Mean size (A) and Zeta potential (B) of liposome formulations. Liposomes modified with phage protein (DMPGTVLP-liposomes), liposomes without inserted phage protein (control protein-liposomes), liposomes without inserted siRNA (control siRNA-liposomes) and siRNA liposomes targeted with phage protein (siRNA-DMPGTVLP-liposome) are depicted in the picture.

Figure 4

The presence and topology of phage fusion protein in the protein-modified liposomal preparations determined by Western blot analysis. A. Kyte and Dolittle hydrophillicity (hydropathicity) plot of fusion phage coat protein showing an amphiphilic N-terminus and an intensely hydrophobic segment of the C-terminus.

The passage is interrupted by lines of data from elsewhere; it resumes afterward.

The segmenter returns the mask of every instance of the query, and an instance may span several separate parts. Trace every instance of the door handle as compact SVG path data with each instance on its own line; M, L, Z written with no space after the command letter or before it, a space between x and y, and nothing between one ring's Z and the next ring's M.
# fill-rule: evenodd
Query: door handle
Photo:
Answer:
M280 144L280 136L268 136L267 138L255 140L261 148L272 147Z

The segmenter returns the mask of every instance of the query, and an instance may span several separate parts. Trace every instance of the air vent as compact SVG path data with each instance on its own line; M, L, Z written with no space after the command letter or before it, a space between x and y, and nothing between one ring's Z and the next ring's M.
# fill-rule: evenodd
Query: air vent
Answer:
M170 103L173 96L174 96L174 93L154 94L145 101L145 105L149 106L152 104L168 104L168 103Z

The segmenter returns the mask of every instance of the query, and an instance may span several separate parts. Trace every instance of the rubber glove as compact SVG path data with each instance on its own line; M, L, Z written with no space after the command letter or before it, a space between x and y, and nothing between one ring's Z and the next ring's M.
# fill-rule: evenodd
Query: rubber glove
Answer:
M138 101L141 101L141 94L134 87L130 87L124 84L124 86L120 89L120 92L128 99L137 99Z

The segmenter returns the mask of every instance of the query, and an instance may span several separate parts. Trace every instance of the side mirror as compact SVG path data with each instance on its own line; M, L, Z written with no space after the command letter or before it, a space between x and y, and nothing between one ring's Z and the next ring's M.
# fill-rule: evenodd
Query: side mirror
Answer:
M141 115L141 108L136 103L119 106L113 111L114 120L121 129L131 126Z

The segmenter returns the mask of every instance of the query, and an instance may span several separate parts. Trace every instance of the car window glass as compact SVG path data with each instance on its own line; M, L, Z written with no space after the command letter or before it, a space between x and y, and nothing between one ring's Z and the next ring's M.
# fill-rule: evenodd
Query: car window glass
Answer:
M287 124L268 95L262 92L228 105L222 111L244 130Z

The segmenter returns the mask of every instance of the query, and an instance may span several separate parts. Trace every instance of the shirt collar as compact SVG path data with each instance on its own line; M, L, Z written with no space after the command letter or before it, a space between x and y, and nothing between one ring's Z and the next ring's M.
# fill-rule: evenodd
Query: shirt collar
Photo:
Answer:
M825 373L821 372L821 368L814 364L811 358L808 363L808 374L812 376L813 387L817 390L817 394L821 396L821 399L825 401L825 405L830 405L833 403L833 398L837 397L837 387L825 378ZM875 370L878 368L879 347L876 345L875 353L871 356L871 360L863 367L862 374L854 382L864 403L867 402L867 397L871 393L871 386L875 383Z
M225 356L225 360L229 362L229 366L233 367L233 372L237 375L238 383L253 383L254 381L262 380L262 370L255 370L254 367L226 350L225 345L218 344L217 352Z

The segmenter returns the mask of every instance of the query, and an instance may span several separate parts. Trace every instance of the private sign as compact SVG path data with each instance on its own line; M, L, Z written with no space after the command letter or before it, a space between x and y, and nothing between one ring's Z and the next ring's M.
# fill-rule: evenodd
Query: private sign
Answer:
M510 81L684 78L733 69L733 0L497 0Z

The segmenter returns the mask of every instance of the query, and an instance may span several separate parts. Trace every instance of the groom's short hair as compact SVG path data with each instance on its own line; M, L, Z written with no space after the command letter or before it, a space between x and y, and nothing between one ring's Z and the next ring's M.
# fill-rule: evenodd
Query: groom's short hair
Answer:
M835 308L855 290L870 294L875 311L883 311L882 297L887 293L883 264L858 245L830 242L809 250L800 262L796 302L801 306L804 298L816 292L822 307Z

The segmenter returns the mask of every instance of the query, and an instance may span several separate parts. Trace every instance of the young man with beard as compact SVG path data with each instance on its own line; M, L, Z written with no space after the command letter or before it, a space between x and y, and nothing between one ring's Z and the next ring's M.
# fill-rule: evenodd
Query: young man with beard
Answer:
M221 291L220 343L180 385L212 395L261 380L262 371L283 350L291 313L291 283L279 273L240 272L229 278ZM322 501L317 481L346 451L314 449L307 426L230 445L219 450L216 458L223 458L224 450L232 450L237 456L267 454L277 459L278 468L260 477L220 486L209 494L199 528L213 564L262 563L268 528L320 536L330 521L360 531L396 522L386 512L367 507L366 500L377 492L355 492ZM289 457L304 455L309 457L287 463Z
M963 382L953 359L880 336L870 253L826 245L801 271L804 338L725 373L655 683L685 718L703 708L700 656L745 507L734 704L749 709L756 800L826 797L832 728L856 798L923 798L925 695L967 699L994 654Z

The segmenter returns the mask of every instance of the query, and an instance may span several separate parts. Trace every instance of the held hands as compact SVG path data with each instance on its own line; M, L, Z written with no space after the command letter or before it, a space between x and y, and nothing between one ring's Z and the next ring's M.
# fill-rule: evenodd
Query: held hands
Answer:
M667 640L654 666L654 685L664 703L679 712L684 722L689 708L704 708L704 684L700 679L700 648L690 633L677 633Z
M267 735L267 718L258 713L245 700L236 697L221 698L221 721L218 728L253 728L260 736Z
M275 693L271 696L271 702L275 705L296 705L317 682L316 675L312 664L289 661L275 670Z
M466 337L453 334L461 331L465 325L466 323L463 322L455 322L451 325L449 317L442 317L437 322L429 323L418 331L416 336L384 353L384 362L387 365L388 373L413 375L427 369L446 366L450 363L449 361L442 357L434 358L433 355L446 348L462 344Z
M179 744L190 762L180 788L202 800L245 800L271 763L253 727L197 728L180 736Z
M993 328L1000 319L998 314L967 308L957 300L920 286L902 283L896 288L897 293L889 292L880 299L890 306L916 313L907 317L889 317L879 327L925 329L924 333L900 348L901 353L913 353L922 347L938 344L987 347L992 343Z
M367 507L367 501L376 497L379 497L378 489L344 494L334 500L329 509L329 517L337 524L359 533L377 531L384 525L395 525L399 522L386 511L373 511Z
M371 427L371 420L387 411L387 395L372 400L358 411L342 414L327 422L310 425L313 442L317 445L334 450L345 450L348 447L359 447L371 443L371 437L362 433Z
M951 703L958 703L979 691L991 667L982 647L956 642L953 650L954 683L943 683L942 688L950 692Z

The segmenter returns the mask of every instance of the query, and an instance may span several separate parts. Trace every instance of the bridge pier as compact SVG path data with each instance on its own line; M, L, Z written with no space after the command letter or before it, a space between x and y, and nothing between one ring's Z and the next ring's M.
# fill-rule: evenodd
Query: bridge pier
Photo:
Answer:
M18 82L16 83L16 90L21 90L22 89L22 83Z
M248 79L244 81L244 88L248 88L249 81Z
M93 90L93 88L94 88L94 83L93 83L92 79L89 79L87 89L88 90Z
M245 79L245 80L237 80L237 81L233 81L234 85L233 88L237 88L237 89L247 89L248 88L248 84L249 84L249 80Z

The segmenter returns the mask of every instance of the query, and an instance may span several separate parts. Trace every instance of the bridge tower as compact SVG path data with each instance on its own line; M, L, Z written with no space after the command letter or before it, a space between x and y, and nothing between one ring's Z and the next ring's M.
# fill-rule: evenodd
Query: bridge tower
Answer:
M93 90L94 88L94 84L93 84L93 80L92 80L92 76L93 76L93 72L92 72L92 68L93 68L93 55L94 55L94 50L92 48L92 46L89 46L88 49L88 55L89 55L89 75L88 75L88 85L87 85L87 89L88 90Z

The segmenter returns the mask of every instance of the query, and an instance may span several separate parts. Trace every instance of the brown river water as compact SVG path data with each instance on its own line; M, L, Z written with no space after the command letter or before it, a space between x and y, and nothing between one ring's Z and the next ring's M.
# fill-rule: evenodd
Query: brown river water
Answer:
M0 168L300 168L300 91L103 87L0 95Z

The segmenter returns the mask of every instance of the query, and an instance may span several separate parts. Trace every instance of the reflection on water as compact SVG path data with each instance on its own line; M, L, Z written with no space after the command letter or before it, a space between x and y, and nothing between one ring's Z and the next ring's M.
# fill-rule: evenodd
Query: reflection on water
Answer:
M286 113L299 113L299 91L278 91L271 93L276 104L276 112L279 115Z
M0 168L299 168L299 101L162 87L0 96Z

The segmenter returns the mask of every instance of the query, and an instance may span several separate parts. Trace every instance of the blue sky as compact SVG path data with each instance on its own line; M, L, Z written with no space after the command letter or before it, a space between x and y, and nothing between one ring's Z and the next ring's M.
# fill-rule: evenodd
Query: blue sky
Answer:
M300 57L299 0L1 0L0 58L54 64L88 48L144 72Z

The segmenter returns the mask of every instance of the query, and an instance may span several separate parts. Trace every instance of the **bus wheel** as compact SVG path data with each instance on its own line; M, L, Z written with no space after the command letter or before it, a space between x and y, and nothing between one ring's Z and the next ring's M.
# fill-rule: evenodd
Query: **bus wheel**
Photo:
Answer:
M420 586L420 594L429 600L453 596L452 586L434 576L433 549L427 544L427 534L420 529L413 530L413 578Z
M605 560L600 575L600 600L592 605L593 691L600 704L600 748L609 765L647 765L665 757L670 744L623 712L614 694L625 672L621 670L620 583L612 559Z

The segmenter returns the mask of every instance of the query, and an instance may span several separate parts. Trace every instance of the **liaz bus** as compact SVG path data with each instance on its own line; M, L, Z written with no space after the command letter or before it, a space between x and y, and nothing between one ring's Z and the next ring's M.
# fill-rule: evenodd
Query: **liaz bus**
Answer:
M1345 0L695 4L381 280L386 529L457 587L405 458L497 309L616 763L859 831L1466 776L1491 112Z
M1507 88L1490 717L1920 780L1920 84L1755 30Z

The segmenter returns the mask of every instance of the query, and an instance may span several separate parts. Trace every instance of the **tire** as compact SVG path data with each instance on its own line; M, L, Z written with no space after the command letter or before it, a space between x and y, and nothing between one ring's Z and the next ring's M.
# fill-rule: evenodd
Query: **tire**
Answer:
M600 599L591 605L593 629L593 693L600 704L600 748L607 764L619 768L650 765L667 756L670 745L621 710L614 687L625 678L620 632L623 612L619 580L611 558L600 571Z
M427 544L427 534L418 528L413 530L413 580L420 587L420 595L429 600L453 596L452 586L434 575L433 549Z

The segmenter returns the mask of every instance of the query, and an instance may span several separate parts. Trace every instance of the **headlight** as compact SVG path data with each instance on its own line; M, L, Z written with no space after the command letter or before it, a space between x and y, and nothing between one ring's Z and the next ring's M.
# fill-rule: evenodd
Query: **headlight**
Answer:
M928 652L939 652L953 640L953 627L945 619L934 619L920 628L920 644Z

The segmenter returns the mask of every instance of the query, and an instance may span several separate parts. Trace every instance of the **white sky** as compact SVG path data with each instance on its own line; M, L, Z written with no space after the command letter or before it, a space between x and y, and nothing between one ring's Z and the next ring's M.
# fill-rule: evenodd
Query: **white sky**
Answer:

B. Liposomal preparations were treated with proteinase K and then probed with antibodies specific for either N-terminus (Left) or C-terminus (Right) of the phage coat protein. Liposomal association does not provide protection from proteolytic degradation to the N-terminus region of the phage coat protein (Left) but the Cterminus is protected from degradation (Right). Lanes 1, 3 – liposomal preparations untreated with proteinase K, lane 2, 4 – liposomal preparation treated with proteinase K.

Figure 5

Analysis of PRDM14 gene transcription by RT-PCR. MCF-7 cells were treated with PRDM14 gene-specific protein-targeted siRNA–liposomes (40 nM) or protein-targeted scrambled siRNA-liposomes (40 nM) and incubated for 72 h. A. Relative transcription level of the target gene in cells treated with: 1. protein-targeted siRNA–liposomes, 2. protein-targeted scrambled siRNA-liposomes, 3. siRNA-liposomes, 4. siRNA-lipofectamine, 5. Scrambled siRNA-lipofectamine, 6. Control non-treated MCF-7 cells. B. The relative quantification was normalized against GAPDH using KODAK ID image analysis software. All data represent the mean ± S.D. * p<0.05, student-t-test.

Figure 6

Analysis of PRDM14 protein expression by Western blot. MCF-7 cells were treated with PRDM14 gene-specific protein-targeted siRNA–liposomes (40 nM) or protein-targeted scrambled siRNA-liposomes (40 nM) and incubated for 72 h. A. Relative level of protein synthesis in cells treated with: 1. protein-targeted siRNA–liposomes, 2. protein-targeted scrambled siRNA-liposomes, 3. siRNA-liposomes, 4. siRNA-lipofectamine, 5. Scrambled siRNA-lipofectamine, 6. Control non-treated MCF-cells. B. Western blot band intensities quantified using Image J software (NIH). All data represent the mean ± S.D. * p<0.05, student-ttest.